Thinking of AI as an instrument recenters the focus on practice. Instruments require a performance that relies on technique—the horn makes the sound, but how and what you blow into it matters; the drum machine keeps time and plays the samples, but what you sample and how you swing on top of it becomes your signature.

In other words, instruments can surprise you with what they offer, but they are not automatic. In the end, they require a touch. You use a tool, but you play an instrument. It’s a more expansive way of doing, and the doing of it all is important, because that’s where you develop the instincts for excellence. There is no purpose to better machines if they do not also produce better humans.

At one point, even word processors were suspected of damaging the creative process of writing. It’s hard to remember the past mindsets of people experiencing the technological change that has become so normalized to us. Now it seems quaint, almost cute, that we had those kinds of fears.

Computer bus Heiloo, 1985 (from Rijksmuseum)

John Hersey gave an interview to The Paris Review in 1986, revealing how the computer dramatically improved the tedious manual labor of revision,

And I found [the computer] just wonderfully convenient; a huge and very versatile typewriter was what it amounted to. It could remember what I’d done, and help me find mistakes, and so on. If I used an out-of-the-way word and had a dim memory of having used it a hundred pages earlier, I could simply type the word and ask the machine to find it, and there it would be, in its context, right away, instead of my having to riffle through a hundred pages and spend two or three hours looking for it.
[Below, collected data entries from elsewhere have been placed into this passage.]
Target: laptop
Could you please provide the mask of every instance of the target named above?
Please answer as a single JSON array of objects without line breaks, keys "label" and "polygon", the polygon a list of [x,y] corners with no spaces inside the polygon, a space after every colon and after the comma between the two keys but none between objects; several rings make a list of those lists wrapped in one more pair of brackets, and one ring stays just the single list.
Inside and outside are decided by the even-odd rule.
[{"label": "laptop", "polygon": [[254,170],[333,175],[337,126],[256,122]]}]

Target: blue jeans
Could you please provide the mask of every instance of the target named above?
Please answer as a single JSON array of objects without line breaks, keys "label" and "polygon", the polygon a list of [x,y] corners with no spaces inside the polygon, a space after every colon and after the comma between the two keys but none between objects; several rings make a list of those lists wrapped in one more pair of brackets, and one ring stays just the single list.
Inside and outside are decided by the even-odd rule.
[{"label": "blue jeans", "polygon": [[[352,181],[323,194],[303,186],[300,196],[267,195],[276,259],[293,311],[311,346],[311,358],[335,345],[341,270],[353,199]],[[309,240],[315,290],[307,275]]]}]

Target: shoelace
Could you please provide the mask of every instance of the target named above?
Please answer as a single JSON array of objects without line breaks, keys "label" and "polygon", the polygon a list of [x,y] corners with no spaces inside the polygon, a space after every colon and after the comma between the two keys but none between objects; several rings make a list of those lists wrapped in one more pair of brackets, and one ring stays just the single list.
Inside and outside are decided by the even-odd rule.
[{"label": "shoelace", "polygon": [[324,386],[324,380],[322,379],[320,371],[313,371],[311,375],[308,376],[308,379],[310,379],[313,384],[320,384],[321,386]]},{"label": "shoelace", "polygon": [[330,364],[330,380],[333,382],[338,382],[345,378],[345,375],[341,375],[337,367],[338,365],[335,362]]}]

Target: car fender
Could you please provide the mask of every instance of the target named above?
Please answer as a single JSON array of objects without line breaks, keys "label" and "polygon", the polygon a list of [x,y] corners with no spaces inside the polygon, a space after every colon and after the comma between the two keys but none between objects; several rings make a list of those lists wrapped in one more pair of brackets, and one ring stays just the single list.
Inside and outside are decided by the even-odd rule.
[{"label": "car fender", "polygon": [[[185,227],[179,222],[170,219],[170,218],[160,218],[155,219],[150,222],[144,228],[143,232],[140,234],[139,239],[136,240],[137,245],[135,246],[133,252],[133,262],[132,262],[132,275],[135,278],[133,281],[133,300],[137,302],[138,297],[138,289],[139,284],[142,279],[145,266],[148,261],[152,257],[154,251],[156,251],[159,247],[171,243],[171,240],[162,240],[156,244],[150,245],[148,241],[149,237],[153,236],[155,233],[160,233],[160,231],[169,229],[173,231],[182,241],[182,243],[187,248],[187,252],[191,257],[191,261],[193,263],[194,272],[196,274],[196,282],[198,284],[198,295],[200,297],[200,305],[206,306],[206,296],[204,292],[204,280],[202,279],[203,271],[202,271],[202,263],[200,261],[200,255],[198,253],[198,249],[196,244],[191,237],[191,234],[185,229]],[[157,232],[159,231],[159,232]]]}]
It was simply a time-saver. It took about a month to get used to looking at words on a screen, almost as if in a new language; but once that was past, it seemed just like using a typewriter. So when these badly-named machines—processor! God!—came on the market some years later, I was really eager to find one. I think there’s a great deal of nonsense about computers and writers; the machine corrupts the writer, unless you write with a pencil you haven’t chosen the words, and so on. But it has made revision much more inviting to me, because when I revised before on the typewriter, there was a commitment of labor in typing a page; though I might have an urge to change the page, I was reluctant to retype it. But with this machine, there’s no cost of labor in revision at all, so I’ve found that I’ve spent much more time, much more care, in revision since I started using it.

[…]

I think there are a lot of things that are annoying about modern computers, particularly the ones that are interactive and keep giving you cute questions to answer as you work. That kind of thing would madden me. But I have a very simple, old-fashioned, “dedicated” word processor that doesn’t inflict any of that on me. I think of it as a useful tool.

The lesson here is to carefully tend the skills that can work with and through the instruments, whether the instrument is pen and paper, word processors, or even generative AI. Writing provides a mental strength-training that cannot be captured through other mediums. And the painful repetition and effort of crafting an essay does add up to something greater than the sum of its parts, just like a heart-wrenching musical performance is more than just the instrument and the individual notes played one after another.

It surely says something that writing not only evolved multiple times but has survived through all subsequent technological revolutions. It will survive this one too.


This article was last updated on 2/22/2026. v1 is 635 words and took 8 hours to write and edit.